The untargeted liquid chromatography-tandem mass spectrometry (LC-MS/MS) metabolomics analyzed stool and plasma samples to identify metabolic changes, with quality control measures in place to ensure data reliability. The metabolomic data were processed and analyzed to identify significant differences and assign them to biological signaling pathways using the Kyoto Encyclopedia of Genes and Genomes (KEGG) database.
Plasma cytokines were measured using a multiplex bead assay to assess differences in immune function between the groups. Lastly, the study integrated microbial, metabolomic, and cytokine analysis data through statistical and visualization tools to examine possible correlations and mediation effects in the multi-omics analysis.
The study revealed no significant differences in average age or pre-pregnancy BMI between the two groups. Immunoprofiling showed that pregnant participants had lower levels of pro-inflammatory cytokines and higher levels of certain anti-inflammatory cytokines compared to the control participants, indicating a shift toward immune suppression during pregnancy.
The study also examined gut microbiota and found different microbial compositions between pregnant and non-pregnant women. Pregnant women exhibited higher diversity in operational taxonomic units (OTUs) and differences in the frequency of specific bacterial strains.
Using Random Forest models and WGCNA methods, the researchers identified microbial modules that negatively correlated with pro-inflammatory cytokines, suggesting that certain gut bacterial groups consistently influence inflammation reduction during pregnancy.
In particular, bacteria such as Bifidobacterium and Ruminococcus, known for their anti-inflammatory properties, were more prevalent in pregnant women and negatively correlated with pro-inflammatory cytokines.
Metabolic analysis of stool and plasma samples using untargeted LC-MS revealed significant metabolic changes during pregnancy.

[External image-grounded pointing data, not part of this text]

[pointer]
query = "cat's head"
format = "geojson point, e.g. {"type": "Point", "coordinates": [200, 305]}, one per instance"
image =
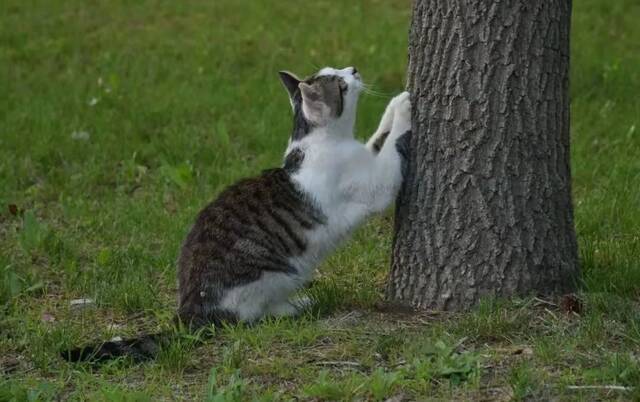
{"type": "Point", "coordinates": [327, 99]}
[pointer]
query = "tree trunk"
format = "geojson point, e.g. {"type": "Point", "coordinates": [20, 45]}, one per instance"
{"type": "Point", "coordinates": [485, 209]}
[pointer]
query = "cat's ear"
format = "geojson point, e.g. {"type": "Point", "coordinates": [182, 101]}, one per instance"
{"type": "Point", "coordinates": [314, 107]}
{"type": "Point", "coordinates": [290, 82]}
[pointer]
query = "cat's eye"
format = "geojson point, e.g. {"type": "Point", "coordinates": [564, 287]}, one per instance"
{"type": "Point", "coordinates": [342, 85]}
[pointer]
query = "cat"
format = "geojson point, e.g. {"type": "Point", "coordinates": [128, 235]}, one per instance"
{"type": "Point", "coordinates": [260, 240]}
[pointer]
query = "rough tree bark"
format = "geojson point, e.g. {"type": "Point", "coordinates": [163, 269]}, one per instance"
{"type": "Point", "coordinates": [485, 209]}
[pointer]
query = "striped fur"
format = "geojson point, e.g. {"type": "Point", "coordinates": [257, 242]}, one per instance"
{"type": "Point", "coordinates": [261, 239]}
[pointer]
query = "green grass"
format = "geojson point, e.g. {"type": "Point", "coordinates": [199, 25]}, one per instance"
{"type": "Point", "coordinates": [119, 120]}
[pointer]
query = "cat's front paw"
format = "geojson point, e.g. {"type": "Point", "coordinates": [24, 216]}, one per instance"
{"type": "Point", "coordinates": [403, 146]}
{"type": "Point", "coordinates": [402, 115]}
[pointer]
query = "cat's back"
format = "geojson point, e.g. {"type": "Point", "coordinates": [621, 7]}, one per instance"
{"type": "Point", "coordinates": [254, 225]}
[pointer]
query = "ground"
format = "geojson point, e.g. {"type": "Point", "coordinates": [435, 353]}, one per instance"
{"type": "Point", "coordinates": [119, 120]}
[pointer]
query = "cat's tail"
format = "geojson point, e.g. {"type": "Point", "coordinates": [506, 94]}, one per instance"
{"type": "Point", "coordinates": [142, 348]}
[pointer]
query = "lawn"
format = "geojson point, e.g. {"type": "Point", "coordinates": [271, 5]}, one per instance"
{"type": "Point", "coordinates": [120, 120]}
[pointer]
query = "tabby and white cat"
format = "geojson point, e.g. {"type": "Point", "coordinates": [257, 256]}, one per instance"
{"type": "Point", "coordinates": [260, 241]}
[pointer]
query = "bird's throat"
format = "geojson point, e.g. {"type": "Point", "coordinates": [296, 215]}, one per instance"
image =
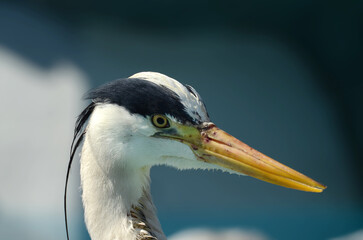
{"type": "Point", "coordinates": [117, 201]}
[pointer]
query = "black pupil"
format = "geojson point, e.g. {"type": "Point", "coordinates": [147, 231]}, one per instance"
{"type": "Point", "coordinates": [160, 120]}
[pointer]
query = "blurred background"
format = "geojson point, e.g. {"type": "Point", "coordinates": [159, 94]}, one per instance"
{"type": "Point", "coordinates": [283, 76]}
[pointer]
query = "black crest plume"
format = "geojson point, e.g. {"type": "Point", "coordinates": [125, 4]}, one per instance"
{"type": "Point", "coordinates": [79, 132]}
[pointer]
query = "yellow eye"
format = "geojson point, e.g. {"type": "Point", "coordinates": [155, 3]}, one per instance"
{"type": "Point", "coordinates": [160, 121]}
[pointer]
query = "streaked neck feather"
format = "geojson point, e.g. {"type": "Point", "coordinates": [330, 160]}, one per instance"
{"type": "Point", "coordinates": [117, 201]}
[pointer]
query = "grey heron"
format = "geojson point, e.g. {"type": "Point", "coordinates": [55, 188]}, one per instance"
{"type": "Point", "coordinates": [151, 119]}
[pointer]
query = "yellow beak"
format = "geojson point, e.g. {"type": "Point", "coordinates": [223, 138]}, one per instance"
{"type": "Point", "coordinates": [212, 145]}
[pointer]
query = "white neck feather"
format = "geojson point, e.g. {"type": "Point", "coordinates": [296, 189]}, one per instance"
{"type": "Point", "coordinates": [110, 193]}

Different metabolites, especially lipids and bile acids, were identified, with many showing downregulation in pregnant women.
These included arachidonic acid and various bile acids, known to be associated with inflammation. The analysis highlighted the significant role of bile acid metabolism during pregnancy.
Correlation studies between metabolites and cytokines showed that certain enriched metabolites in pregnant women negatively correlated with pro-inflammatory cytokines, indicating their involvement in modulating immune responses.
The study also examined the relationships between gut microbiota, metabolites, and cytokines, and found that metabolites could mediate the relationship between microbiota and the immune system.
Directed mediation analysis identified specific connections between microbes, metabolites, and cytokines, suggesting that certain gut microbes could influence cytokine levels by modulating metabolite concentrations. For example, Ruminococcus callidus and other bacteria might reduce pro-inflammatory cytokines by influencing specific metabolites such as desoxycholic acid and arachidonic acid levels.